Info: Sortes Biblicae
The word Sortes Biblicae means sorts of Bibles. Basically, it’s the attitude of God to open the Bible and accept the passage he found accidentally as God’s will, which is Latin for “accidental choice.”
It was especially popular among pious people in the 18th and 19th centuries. Those who are godly prioritize their relationship with God and try to be with him all the time.
When they needed to make a decision, they closed their eyes and opened the Bible as they held it in their hands, and then tried to find God’s will in a passage taken with one hand and pointed out.
You’re greatly misunderstanding Christianity if you think you can know God’s will this way.
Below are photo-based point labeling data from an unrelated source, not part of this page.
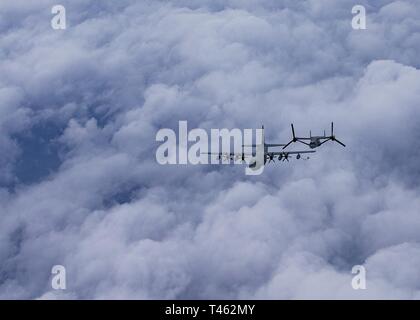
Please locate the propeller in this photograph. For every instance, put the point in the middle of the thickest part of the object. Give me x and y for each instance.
(294, 139)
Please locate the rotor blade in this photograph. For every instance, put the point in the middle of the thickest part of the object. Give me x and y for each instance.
(324, 141)
(293, 131)
(340, 142)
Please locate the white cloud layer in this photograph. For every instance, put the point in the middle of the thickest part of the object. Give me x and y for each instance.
(80, 187)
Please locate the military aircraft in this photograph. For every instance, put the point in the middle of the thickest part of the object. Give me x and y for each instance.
(255, 162)
(313, 141)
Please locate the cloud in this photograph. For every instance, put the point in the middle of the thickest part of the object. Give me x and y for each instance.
(80, 187)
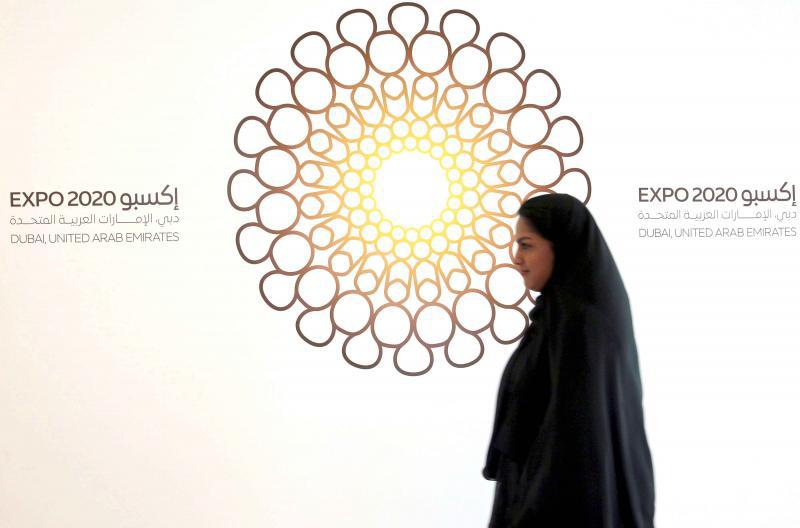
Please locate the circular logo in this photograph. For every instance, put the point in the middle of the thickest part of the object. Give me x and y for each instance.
(383, 180)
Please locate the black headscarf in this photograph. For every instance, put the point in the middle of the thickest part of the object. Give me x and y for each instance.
(569, 446)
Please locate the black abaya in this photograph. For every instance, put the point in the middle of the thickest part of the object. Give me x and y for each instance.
(568, 447)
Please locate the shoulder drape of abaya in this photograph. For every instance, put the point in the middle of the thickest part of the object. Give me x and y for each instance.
(568, 447)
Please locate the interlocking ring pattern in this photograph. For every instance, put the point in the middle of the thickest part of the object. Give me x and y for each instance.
(440, 287)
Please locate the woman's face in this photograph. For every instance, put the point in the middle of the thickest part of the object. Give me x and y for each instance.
(534, 257)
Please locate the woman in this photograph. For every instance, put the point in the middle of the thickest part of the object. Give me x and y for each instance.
(568, 447)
Every Christian wants to know what God’s plan is. I once read a lot of books about God’s will to figure out what God meant for me.
Joy Dawson’s wrong faith
My knowledge of God grew as I realized many books about God’s will are based on wrong theology. One of them is Joy Dawson’s book. Here’s how she talks about the experience God gave her.
If God lets me, I’ll leave right away. As I was emptying my mind and worshiping him, I left my wish completely in his hands. Around 5:20, God gave her husband the words from Judges 18:6. “Go to peace, for your path is ahead of the Lord.” We were out of the house in no time.
Is this God’s word? Does God talk like this? Like turning the Bible into a fortune cookie.
You look very faithful when you tell me about this. It may look faithful on the outside, but it’s not mature Christian behavior.
This is an example of a Sortes Biblicae. This is empirical piousism. It’s rooted in Count Zizendorf and Philip Jacob Spener’s pious movement. Later on, it affected John Wesley too.
The intimate relationship between Christ and the believer made Zizendorf’s religion a religion of the mind. Zizendorf’s reverentialism emphasizes emotions in Christian lives, and John Wesley emphasized aspects of experience in Christian faith too. If Protestant orthodoxy conceived a dry “formalism,” piousism devoted to experience produced “fanaticism,” says theologian Professor Alister McGrath.
It seems like Joy Dawson’s teaching is very pious. She doesn’t understand Christian love and fellowship. Love grows, whether it’s religious or secular.
Choice and responsibility mark a mature person. That’s why the Lord requires constant training from the saints, which is constant self-awakening.
We think about it all the time. I wish God could tell us directly about important decisions in life, like career or career choice, as I meet my spouse, which is an important meeting for humans.
I love that sense of hope in this from Joey Dawson. Her faith shows the wrong attitude toward the Bible. The Bible isn’t used for that.
The empirical piousism
The empirical piousism of the 19th century accelerated with two developments in the 20th century. Frank Buchman and his colleagues started the Oxford Movement, a spiritual revival.
We learned to listen to God’s voice, which appeals to conscience with the four virtues of Christ: honesty, purity, shame, and love.
The time of reverence shouldn’t be viewed as a magical way to find God.
Pentecostalism is the second development. According to Pentecostalism, the gifts and beliefs of the early church are restored in the church and can be guided directly by God.
Because of that, Pentecostals think structure hinders Protestantism’s history. Worship and missionary work eventually rely on the history of the Holy Spirit, which is too rigid, and structures that can’t respond to the situation can hinder it.
In biblical times, God often spoke his mind and didn’t prohibit it. It’s important to test this empirical argument against the Bible.
Bible quotes aren’t God’s will. On the surface, this faith seems to boost the Bible’s authority, but on the contrary it undermines it.
The biggest problem in Bible application is godliness, which is also the biggest obstacle to justifying its harm.
Every time we read the Bible, God makes the passages come alive through the Holy Spirit. Also, she says God speaks through the Bible a lot.
Christians want to know God’s will, but they’re afraid. There’s deep psychological anxiety about “What if I do something wrong and get out of God’s will?”
For many Christians, God’s guidance is both engaging and horrifying, and it’s a phenomenon caused by the demystification of God’s guidance.
Recently, evangelical Christians have been confused about God’s guidance. Empiricism is the product of a faith called pious empiricism.
Conclusion: How to know God’s will
When Bible believers humbly seek God’s guidance, they can receive direct orders from God in the form of strong inner impulses, imaginations, or voices.
It’s time to let go of this false belief. We need to know what God said to me is dangerous. There are a lot of ways God speaks. The Bible, people, and the environment are all ways God speaks.
It’s better to listen and understand God’s voice than to know what God says to me, so Christians should develop their faith.